The Court granted the Plaintiff’s motion for a deposition of a Rule 30(b)(6) witness on the Defendant’s search and collection methodology for a more transparent process and their collection methods. Burd, at *40-41. However, the Court did not rule on the issue of whether the Defendant had a reasonable collection process or adequate production, because the issue was premature. Id. Witnesses still had to be deposed. That being said, the Plaintiffs could file a new motion if the facts justified it. Id.
Bow Tie Thoughts
Self-collection is like driving a car without brakes. Defensibility requires that litigants document how electronically stored information is identified for collection. This traditionally is done by expert witnesses who use a chain of custody form, documenting search terms, processes, and results as they conduct their investigation. Custodians who are simply looking for ESI in Outlook, not documenting their process with any form of notes, run the huge risk of having an indefensible collection methodology. Moreover, one can argue that a lawyer could not certify the production under Rule 26(g) because the collection process was unreasonable.

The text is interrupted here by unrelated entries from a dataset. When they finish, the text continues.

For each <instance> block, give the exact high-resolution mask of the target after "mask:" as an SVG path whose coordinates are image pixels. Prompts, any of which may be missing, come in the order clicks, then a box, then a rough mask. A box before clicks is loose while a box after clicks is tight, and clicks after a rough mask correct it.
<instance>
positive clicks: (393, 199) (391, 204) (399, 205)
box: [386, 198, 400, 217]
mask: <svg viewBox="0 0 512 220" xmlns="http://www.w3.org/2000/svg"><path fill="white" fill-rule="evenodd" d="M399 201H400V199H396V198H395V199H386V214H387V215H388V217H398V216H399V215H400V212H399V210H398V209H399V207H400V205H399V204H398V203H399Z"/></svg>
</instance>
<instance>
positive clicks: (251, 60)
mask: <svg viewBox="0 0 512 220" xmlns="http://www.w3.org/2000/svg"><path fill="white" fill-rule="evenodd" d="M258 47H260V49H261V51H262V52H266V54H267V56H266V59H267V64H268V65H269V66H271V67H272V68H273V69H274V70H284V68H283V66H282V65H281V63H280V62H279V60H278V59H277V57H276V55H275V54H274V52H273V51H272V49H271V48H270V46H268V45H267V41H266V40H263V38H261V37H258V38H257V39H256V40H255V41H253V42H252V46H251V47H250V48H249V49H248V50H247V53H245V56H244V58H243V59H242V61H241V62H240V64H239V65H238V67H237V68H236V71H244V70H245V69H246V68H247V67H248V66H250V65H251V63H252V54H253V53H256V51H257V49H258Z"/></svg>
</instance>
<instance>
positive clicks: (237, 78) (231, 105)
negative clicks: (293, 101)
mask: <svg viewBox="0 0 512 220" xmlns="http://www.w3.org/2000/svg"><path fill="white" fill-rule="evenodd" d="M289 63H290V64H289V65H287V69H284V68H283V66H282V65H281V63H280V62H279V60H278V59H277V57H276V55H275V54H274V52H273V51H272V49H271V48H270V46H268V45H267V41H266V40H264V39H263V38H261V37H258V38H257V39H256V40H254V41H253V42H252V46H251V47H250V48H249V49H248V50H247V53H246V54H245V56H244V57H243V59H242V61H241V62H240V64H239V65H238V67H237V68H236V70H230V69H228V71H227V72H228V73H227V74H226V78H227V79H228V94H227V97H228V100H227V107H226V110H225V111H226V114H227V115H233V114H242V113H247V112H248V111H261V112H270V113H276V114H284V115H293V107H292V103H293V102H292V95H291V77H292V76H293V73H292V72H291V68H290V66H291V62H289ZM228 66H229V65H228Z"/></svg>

Archiving solutions are a huge help to large organization in enacting litigation holds. Many have the ability to sequester custodians by date range and keywords. Alternatively, an expert witness can develop the proper collection methodology for the computer system in use. Once the data is defensibly collected, it can be reviewed for relevance by attorneys.
There is always a justified desire to control litigation costs. However, the discovery workflow of preservation, collection, review, and analysis cannot be shifted to custodians performing self-collection. Litigation requires forensic software used by experts and eDiscovery software used by attorneys to competently practice law.
My advice: put the brakes on self-collection.